Penyebaran agama Hindu ke Nusantara juga membawa pengaruh tradisi dan budaya India. Salah satu pengaruh tersebut adalah ajaran seni bercinta atau Kama Sutra yang dikenal dalam budaya Jawa sebagai Asmaragama.
Dalam kamus Bausastra Jawa, kata ‘asmara’ berarti ‘cinta’, sedangkan ‘gama’ bermakna ‘agama’ atau ‘ajaran’, yang secara semantis berarti sesuatu yang harus dipatuhi. Maka, dalam budaya Jawa, Asmaragama tidak hanya berfokus pada erotisme tetapi juga dianggap sebagai ajaran sakral yang penuh etika.
Ajaran Asmaragama banyak ditemukan dalam naskah-naskah Jawa kuno sekitar abad ke-18. Pada masa itu, masyarakat Jawa masih kuat dengan sinkretisme—perpaduan kepercayaan budaya Hindu-India—dan memandang seks sebagai bagian dari perjalanan kehidupan.
Aspek cinta asmara yang terkait dengan seksualitas dipandang sebagai bentuk kesucian. Tujuannya adalah untuk mencari wiji sejati atau generasi penerus yang memiliki keyakinan dan kepribadian.
Pada masa kejayaan keraton Jawa, seksualitas menjadi bagian integral dari kehidupan dan seni budaya Jawa. Contohnya, Kama Sutra memiliki makna filosofis dalam dunia pewayangan, di mana ‘kama’ diartikan sebagai ‘sperma’.
Orang yang suka “bermain” sperma digambarkan sebagai tokoh Kama Salah—nama kecil tokoh wayang Batara Kala—yang berarti sperma yang disalahgunakan. Orang seperti Kama Salah digambarkan memiliki sifat kekanak-kanakan, egois, dan tidak bijaksana dalam hal seksualitas, sehingga bisa merusak harmoni kehidupan.
Para pujangga Jawa klasik juga menulis literatur yang mengungkapkan sisi erotis manusia dan ajarannya sebagai referensi dalam kehidupan sehari-hari. Salah satu ajaran seksologi Jawa terdapat dalam Serat Centhini, yang ditulis atas perintah Sunan Paku Buwana V di Surakarta pada pertengahan abad ke-18.

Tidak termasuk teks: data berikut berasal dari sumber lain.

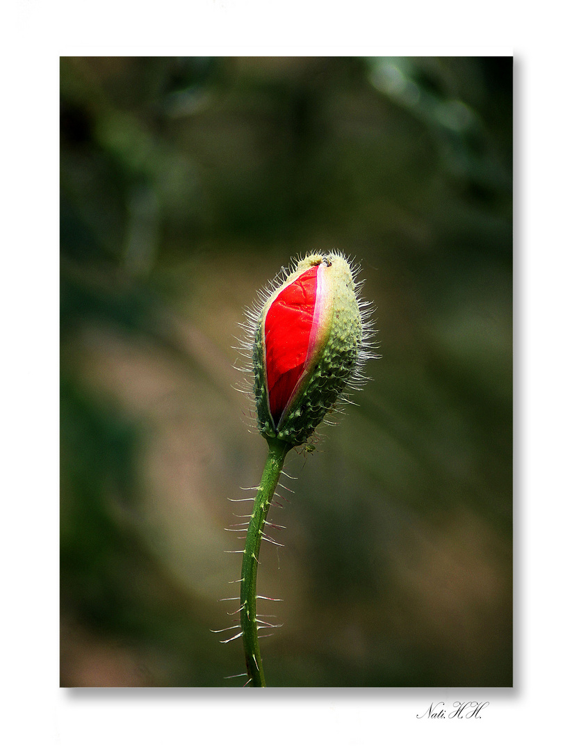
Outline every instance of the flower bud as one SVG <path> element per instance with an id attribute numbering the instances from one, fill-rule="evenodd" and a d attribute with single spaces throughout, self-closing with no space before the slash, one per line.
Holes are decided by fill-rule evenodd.
<path id="1" fill-rule="evenodd" d="M 255 321 L 252 364 L 258 427 L 304 443 L 354 376 L 366 329 L 348 261 L 312 253 L 266 300 Z"/>

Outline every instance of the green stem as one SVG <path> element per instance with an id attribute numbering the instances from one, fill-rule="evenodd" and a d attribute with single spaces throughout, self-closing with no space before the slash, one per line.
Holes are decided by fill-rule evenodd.
<path id="1" fill-rule="evenodd" d="M 290 444 L 275 438 L 266 440 L 269 451 L 246 533 L 240 583 L 240 626 L 242 630 L 246 671 L 250 677 L 251 685 L 257 686 L 266 686 L 256 622 L 256 577 L 260 544 L 285 456 L 292 448 Z"/>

Dalam Serat Centhini, seks dibahas secara lugas, mulai dari cara berhubungan seks dengan letak-letak genital yang sensitif, waktu yang tepat untuk bersenggama berdasarkan kalender Jawa, resep pengobatan seksual, hingga mantra seksual. Naskah-naskah klasik lainnya seperti Serat Candrarini, Serat Wulang Putri, dan Serat Nitisastra berisi informasi tentang seksualitas kewanitaan.
Dalam cerita wayang, tokoh Arjuna—salah satu Pandawa, putra Raja Pandu Dewanata dan Dewi Kunthi Talibarata—memiliki kekuatan memikat hati wanita yaitu Aji Asmaragama. Kekuatan ini merupakan bagian terakhir dari lima tahapan yang harus dilakukan sebelum menggunakan Aji Asmaragama, sehingga memiliki nilai filosofis sebagai panduan dalam berumah tangga. Berikut penjelasannya:
Asmaranala: Kedua insan yang bercinta sebaiknya dilandasi rasa cinta kasih dari lubuk hati masing-masing. Ini mengajarkan bahwa seks bukan sekadar penyaluran hasrat, tetapi perpaduan dua hati yang saling mencinta.
Asmaratura: Pasangan yang saling mencintai harus memiliki rasa kebanggaan terhadap pasangannya. Ini bisa dilihat dari ketertarikan kepada kecantikan dan ketampanan masing-masing pihak.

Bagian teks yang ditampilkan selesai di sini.